Monday, September 9, 2013

Space cadet

[Messrs. Kramden (Jackie Gleason) and Norton (Art Carney).]

I noticed a fascinating bit of language use in “TV or Not TV,” an episode of The Honeymooners that aired on October 1, 1955. Ralph and Norton have chipped in to buy a television. They disagree of course about what to watch. It’s been nothing but “space shows, westerns, cartoon frolics, and puppet shows,” Ralph says. Indeed, Norton has just been watching Captain Video and His Video Rangers. And Ralph wants to watch a movie. But Norton keeps changing the channel. And Ralph, in exasperation: “Look. Look, you . . . space cadet.”

The Oxford English Dictionary dates space cadet (“a trainee spaceman or spacewoman”) to 1948 and dates other meanings of the term (“a person regarded as out of touch with reality, esp. (as if) as a result of taking drugs; a person prone to flights of fancy or irrational or strange behaviour”) to 1973. Merriam-Webster’s Collegiate dates such meanings (“a flaky, lightheaded, or forgetful person”) to 1979. But here from 1955 is a use of space cadet that seems to convey such meanings perfectly. As Ralph points out again and again, Norton is a maniac, a nut. From “Something Fishy” (December 17, 1955): “The only thing out of order here is your head.”

But then again it may be my head that’s out of order, and that I’m hearing more in Ralph’s words than they could have meant in 1955. What complicates matters is another 1950s television series, Tom Corbett, Space Cadet. In 1955, calling Norton a space cadet may have been no worse than calling him a Junior G-Man or a Mouseketeer. The insult might speak only to Norton’s delight in children’s fare, not to a lack of contact with reality.

Elaine wondered if this episode of The Honeymooners, playing through the years in reruns, might have kept space cadet alive as an insult and played a part in the term’s later meanings.

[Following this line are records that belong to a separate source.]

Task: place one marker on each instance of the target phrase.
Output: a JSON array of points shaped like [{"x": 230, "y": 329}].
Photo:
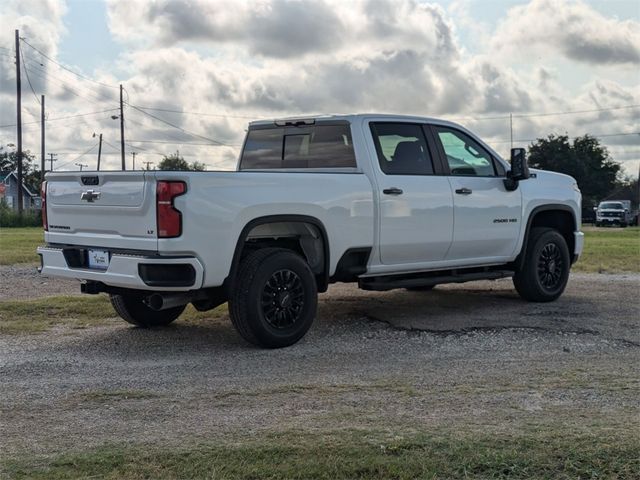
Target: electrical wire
[
  {"x": 62, "y": 118},
  {"x": 197, "y": 113},
  {"x": 67, "y": 69},
  {"x": 78, "y": 157},
  {"x": 186, "y": 143},
  {"x": 604, "y": 135},
  {"x": 28, "y": 79},
  {"x": 177, "y": 127}
]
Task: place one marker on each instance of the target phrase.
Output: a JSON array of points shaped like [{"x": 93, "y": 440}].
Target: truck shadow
[
  {"x": 345, "y": 310},
  {"x": 461, "y": 309}
]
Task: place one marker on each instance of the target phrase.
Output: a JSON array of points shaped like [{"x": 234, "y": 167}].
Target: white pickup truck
[{"x": 386, "y": 201}]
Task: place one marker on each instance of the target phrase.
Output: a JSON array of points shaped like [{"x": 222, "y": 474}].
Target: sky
[{"x": 195, "y": 72}]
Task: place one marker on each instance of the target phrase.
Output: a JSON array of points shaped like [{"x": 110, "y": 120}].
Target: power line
[
  {"x": 65, "y": 68},
  {"x": 78, "y": 157},
  {"x": 604, "y": 135},
  {"x": 176, "y": 126},
  {"x": 197, "y": 113},
  {"x": 63, "y": 118},
  {"x": 43, "y": 74},
  {"x": 186, "y": 143},
  {"x": 549, "y": 114},
  {"x": 28, "y": 79},
  {"x": 97, "y": 97}
]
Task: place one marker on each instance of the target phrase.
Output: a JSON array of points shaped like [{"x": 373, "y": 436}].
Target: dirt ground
[{"x": 472, "y": 356}]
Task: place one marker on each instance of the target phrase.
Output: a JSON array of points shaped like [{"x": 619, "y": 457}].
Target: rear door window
[{"x": 319, "y": 146}]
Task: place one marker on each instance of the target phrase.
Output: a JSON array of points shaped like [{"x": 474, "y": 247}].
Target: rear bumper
[{"x": 127, "y": 271}]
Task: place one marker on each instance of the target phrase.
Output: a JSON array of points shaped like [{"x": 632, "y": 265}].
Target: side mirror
[{"x": 519, "y": 167}]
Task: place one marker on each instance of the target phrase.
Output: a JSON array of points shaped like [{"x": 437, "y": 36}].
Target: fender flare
[{"x": 519, "y": 261}]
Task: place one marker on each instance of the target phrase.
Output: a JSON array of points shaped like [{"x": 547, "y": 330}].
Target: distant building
[{"x": 9, "y": 193}]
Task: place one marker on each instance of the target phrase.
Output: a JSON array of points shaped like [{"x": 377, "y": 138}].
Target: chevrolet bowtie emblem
[{"x": 90, "y": 196}]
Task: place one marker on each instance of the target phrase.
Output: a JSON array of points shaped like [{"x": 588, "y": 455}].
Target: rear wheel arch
[
  {"x": 555, "y": 216},
  {"x": 303, "y": 234}
]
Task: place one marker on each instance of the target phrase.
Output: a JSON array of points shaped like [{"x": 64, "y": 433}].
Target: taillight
[
  {"x": 168, "y": 218},
  {"x": 43, "y": 195}
]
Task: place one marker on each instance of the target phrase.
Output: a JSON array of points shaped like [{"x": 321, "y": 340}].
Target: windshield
[{"x": 611, "y": 206}]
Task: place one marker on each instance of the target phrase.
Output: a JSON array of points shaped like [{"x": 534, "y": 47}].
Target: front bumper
[{"x": 124, "y": 271}]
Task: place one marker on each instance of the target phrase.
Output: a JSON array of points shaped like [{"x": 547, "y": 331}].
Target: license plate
[{"x": 98, "y": 259}]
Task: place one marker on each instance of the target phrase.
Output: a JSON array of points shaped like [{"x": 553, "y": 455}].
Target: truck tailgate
[{"x": 114, "y": 210}]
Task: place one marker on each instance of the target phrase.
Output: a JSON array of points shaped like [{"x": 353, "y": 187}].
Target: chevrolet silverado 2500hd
[
  {"x": 614, "y": 212},
  {"x": 386, "y": 201}
]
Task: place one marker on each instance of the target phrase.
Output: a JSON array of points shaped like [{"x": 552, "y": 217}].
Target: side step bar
[{"x": 425, "y": 279}]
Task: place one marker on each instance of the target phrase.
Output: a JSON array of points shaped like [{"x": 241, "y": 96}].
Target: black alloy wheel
[
  {"x": 550, "y": 266},
  {"x": 545, "y": 272},
  {"x": 283, "y": 299}
]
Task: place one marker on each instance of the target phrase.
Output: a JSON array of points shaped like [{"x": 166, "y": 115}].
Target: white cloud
[
  {"x": 272, "y": 58},
  {"x": 570, "y": 28}
]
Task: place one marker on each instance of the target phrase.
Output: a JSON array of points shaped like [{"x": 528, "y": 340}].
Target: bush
[{"x": 10, "y": 217}]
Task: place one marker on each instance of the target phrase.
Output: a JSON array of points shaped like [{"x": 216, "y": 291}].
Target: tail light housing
[
  {"x": 43, "y": 195},
  {"x": 169, "y": 218}
]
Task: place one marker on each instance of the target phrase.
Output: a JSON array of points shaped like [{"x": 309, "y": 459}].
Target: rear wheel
[
  {"x": 131, "y": 309},
  {"x": 274, "y": 298},
  {"x": 545, "y": 273}
]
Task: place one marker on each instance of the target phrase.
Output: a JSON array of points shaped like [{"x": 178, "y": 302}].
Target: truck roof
[{"x": 353, "y": 117}]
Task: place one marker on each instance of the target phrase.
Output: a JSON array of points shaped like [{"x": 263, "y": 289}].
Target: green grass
[
  {"x": 42, "y": 314},
  {"x": 354, "y": 454},
  {"x": 18, "y": 245},
  {"x": 610, "y": 250},
  {"x": 606, "y": 250}
]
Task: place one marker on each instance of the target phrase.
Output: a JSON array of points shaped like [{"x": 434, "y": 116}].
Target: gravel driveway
[{"x": 470, "y": 356}]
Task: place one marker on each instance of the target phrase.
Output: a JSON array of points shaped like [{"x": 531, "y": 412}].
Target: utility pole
[
  {"x": 53, "y": 159},
  {"x": 122, "y": 129},
  {"x": 99, "y": 150},
  {"x": 41, "y": 138},
  {"x": 19, "y": 122}
]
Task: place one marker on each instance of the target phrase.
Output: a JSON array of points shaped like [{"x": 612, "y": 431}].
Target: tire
[
  {"x": 545, "y": 273},
  {"x": 424, "y": 288},
  {"x": 260, "y": 310},
  {"x": 131, "y": 309}
]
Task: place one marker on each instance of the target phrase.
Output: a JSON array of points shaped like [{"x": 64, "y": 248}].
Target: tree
[
  {"x": 175, "y": 161},
  {"x": 30, "y": 172},
  {"x": 585, "y": 160}
]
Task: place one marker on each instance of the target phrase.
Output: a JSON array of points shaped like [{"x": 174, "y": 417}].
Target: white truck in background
[
  {"x": 386, "y": 201},
  {"x": 614, "y": 212}
]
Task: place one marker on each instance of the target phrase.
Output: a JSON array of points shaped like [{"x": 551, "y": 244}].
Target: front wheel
[
  {"x": 132, "y": 309},
  {"x": 545, "y": 273},
  {"x": 274, "y": 298}
]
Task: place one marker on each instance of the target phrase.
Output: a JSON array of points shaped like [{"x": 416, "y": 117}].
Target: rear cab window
[{"x": 319, "y": 146}]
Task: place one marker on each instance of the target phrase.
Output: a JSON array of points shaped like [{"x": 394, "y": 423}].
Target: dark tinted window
[
  {"x": 320, "y": 146},
  {"x": 402, "y": 149},
  {"x": 464, "y": 155},
  {"x": 263, "y": 149}
]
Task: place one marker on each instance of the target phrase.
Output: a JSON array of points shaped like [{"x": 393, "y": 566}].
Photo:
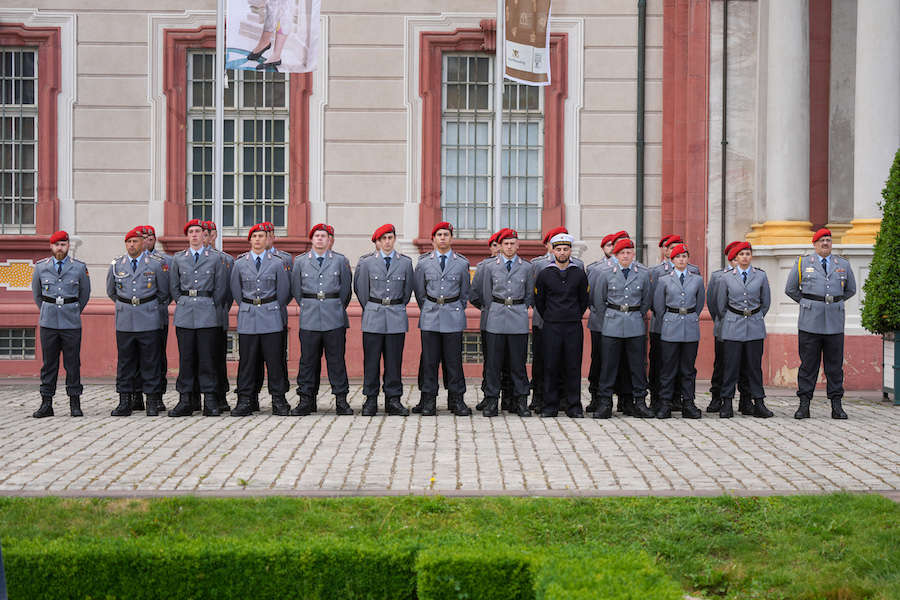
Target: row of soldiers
[{"x": 619, "y": 291}]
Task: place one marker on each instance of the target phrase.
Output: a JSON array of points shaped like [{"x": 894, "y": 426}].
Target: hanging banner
[
  {"x": 528, "y": 41},
  {"x": 272, "y": 35}
]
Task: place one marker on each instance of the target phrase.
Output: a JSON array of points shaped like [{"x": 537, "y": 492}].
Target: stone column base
[
  {"x": 863, "y": 231},
  {"x": 780, "y": 232}
]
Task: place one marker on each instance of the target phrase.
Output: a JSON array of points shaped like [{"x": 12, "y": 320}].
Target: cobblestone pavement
[{"x": 324, "y": 454}]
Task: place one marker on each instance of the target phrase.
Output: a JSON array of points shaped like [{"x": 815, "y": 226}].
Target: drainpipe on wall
[{"x": 639, "y": 225}]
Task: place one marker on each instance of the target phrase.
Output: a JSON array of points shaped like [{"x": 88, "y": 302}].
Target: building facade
[{"x": 107, "y": 109}]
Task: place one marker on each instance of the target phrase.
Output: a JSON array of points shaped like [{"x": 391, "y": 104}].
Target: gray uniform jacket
[
  {"x": 271, "y": 281},
  {"x": 656, "y": 273},
  {"x": 821, "y": 314},
  {"x": 73, "y": 282},
  {"x": 744, "y": 298},
  {"x": 328, "y": 290},
  {"x": 127, "y": 288},
  {"x": 515, "y": 285},
  {"x": 669, "y": 293},
  {"x": 613, "y": 288},
  {"x": 452, "y": 282},
  {"x": 537, "y": 265},
  {"x": 198, "y": 288},
  {"x": 373, "y": 281}
]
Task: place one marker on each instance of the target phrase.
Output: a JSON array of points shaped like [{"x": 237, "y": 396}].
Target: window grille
[
  {"x": 467, "y": 150},
  {"x": 257, "y": 120},
  {"x": 18, "y": 139}
]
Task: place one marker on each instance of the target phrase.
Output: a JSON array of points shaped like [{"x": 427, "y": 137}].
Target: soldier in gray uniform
[
  {"x": 321, "y": 283},
  {"x": 198, "y": 283},
  {"x": 508, "y": 290},
  {"x": 821, "y": 284},
  {"x": 383, "y": 283},
  {"x": 442, "y": 293},
  {"x": 624, "y": 292},
  {"x": 678, "y": 297},
  {"x": 261, "y": 282},
  {"x": 138, "y": 283},
  {"x": 743, "y": 299},
  {"x": 61, "y": 289}
]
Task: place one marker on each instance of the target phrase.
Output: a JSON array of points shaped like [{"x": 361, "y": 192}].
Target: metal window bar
[
  {"x": 256, "y": 146},
  {"x": 18, "y": 139},
  {"x": 467, "y": 150}
]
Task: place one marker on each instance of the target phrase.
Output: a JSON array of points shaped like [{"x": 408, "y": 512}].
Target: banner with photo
[
  {"x": 528, "y": 41},
  {"x": 272, "y": 35}
]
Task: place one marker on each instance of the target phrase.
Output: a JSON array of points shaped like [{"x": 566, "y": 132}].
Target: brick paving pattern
[{"x": 324, "y": 454}]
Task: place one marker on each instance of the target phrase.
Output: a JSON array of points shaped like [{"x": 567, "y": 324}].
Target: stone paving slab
[{"x": 324, "y": 454}]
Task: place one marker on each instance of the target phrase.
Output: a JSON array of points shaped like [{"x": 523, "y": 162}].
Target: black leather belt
[
  {"x": 136, "y": 301},
  {"x": 623, "y": 307},
  {"x": 681, "y": 311},
  {"x": 320, "y": 295},
  {"x": 827, "y": 299},
  {"x": 442, "y": 300},
  {"x": 745, "y": 312},
  {"x": 58, "y": 300},
  {"x": 258, "y": 301},
  {"x": 194, "y": 293}
]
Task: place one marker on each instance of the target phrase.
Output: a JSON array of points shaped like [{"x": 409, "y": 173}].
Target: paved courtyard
[{"x": 324, "y": 454}]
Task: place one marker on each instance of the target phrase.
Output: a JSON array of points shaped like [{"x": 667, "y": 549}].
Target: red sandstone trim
[
  {"x": 432, "y": 46},
  {"x": 47, "y": 42},
  {"x": 177, "y": 43}
]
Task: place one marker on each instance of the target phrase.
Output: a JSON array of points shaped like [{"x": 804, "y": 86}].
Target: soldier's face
[
  {"x": 320, "y": 241},
  {"x": 134, "y": 246},
  {"x": 442, "y": 240},
  {"x": 625, "y": 257},
  {"x": 59, "y": 250}
]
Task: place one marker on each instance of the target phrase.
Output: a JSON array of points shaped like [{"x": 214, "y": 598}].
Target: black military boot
[
  {"x": 760, "y": 410},
  {"x": 303, "y": 408},
  {"x": 341, "y": 406},
  {"x": 46, "y": 409},
  {"x": 210, "y": 406},
  {"x": 243, "y": 408},
  {"x": 183, "y": 408},
  {"x": 689, "y": 410},
  {"x": 727, "y": 410},
  {"x": 837, "y": 411},
  {"x": 124, "y": 407},
  {"x": 153, "y": 405},
  {"x": 75, "y": 406},
  {"x": 280, "y": 407},
  {"x": 803, "y": 410},
  {"x": 604, "y": 408},
  {"x": 370, "y": 406}
]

And now we blast off for Pluto and the moon.

Related reading
All Honeymooners posts (Pinboard)

[The trick by which Ralph gets the television in his apartment is always worth a try: “Head I win, tails you lose.”]

comments: 4

Adair said...

And there was the popular juvenile novel of that era, Space Cadet, by Robert Heinlein, on which Tom Corbett might have been based.

So many hilarious moments in The Honeymooners! Ralph as "Chef of the Future" can still crack me up.

Michael Leddy said...

Adair, you’ll be happy to know that Heinlein’s novel provides the first citation in the OED.

Oh, yes, it can core a apple.

Adair said...

Those Heinlein juveniles were so fascinating to me as a kid. In Space Cadet, the cadets eat 100-year-old pancakes from unspoiled mix found in a crashed spaceship. And in Rocket Ship Galileo, a few boys and their uncle decide to build a rocket to the Moon in the backyard, buying everything they need for the job (and a hamburger and malted milk apiece) at Sears Roebuck. I love it!

Michael Leddy said...

What a great mix of the present and the future. Adair, if you ever start a blog, I will be there reading.